On Oct. 1, Delta Dental of California issued a formal Answer to the Demand for Arbitration. Delta asserts that it has the right to amend Participating Dentist Agreements based on language in the contracts and its notification to the Department of Managed Health Care indicating that it intends to revise the provider agreements.

Delta Dental informed dentists on Aug. 1 of changes to two significant provisions of provider agreements — the elimination of the current contract provisions that prohibit Delta from reducing approved fees absent specific conditions and the restriction of dentists’ rights to challenge such actions by arbitration.
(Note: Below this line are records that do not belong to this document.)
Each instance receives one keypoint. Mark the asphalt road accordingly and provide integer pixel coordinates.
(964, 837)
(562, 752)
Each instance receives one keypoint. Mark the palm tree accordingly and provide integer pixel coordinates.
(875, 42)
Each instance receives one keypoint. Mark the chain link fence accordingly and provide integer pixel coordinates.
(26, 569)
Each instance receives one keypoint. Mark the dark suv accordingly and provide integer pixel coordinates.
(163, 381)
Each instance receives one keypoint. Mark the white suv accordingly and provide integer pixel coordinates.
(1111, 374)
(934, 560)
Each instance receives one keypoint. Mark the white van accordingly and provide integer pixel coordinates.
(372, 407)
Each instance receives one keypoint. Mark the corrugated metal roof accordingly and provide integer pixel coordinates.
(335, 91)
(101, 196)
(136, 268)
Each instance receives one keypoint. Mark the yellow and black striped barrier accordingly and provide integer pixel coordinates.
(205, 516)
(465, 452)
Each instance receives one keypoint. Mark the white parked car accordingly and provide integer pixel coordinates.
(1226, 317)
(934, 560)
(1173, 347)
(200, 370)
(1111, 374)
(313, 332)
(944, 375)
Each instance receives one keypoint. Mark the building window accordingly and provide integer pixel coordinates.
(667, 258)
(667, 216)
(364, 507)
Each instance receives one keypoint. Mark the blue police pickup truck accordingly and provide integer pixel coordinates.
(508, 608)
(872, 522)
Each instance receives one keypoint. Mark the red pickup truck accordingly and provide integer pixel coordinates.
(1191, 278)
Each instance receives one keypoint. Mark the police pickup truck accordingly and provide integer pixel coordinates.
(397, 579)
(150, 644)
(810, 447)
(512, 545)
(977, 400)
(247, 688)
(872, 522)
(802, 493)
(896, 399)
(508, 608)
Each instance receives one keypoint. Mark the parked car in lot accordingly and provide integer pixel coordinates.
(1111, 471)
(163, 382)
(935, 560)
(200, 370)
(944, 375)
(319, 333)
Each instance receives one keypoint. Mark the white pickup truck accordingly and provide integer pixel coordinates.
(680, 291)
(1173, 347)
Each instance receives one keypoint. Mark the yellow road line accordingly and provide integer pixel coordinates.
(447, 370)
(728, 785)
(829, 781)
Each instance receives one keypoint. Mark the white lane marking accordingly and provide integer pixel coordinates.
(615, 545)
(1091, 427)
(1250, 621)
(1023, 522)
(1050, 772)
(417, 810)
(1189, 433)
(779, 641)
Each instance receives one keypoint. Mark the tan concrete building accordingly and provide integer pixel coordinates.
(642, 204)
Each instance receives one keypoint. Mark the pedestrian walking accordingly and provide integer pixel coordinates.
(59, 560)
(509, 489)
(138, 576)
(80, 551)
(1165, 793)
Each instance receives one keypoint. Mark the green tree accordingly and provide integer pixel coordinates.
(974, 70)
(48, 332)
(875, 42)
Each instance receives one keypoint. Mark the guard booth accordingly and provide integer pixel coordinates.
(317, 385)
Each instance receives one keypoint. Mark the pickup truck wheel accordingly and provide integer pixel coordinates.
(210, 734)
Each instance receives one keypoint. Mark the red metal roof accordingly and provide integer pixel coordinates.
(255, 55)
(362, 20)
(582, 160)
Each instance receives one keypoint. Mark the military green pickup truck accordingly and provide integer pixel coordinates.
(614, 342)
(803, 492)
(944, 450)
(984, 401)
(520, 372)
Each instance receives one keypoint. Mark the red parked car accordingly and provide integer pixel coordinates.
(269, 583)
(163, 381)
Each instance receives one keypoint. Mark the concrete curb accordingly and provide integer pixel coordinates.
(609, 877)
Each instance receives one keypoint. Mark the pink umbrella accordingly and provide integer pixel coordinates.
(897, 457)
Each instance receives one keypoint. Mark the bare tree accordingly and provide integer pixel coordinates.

On Aug. 14, CDA and two individual members filed a Demand for Arbitration challenging these amendments and seeking to require Delta to honor its contractual commitments contained in the Participating Dentist Agreements.

Delta took the position that the amendments involved in the case would become effective 45 days after its announcement on Oct. 4. A CDA-sponsored law requires insurance companies to give providers 45 business days’ notice of any material changes to contracts and payment policies. As a result, on Oct. 2, CDA filed a motion to preserve the status quo, which would prohibit Delta from implementing its proposed contract amendments while arbitration is pending. That motion is now pending and will be briefed and argued in the coming weeks after the selection process for an arbitrator is complete.

In February, CDA learned and informed members of Delta’s plans to reduce Premier Plan provider reimbursement rates. Although Delta declined to confirm its plans, we have learned that Delta began the process of filing amendments now being challenged in March. The changes to the contract provisions are believed to be the first step in instituting the fee reductions.

CDA will keep members informed about the legal action against Delta. However, much of the information presented during the actual arbitration proceedings likely will be covered by a protective order and, therefore, cannot be released publicly.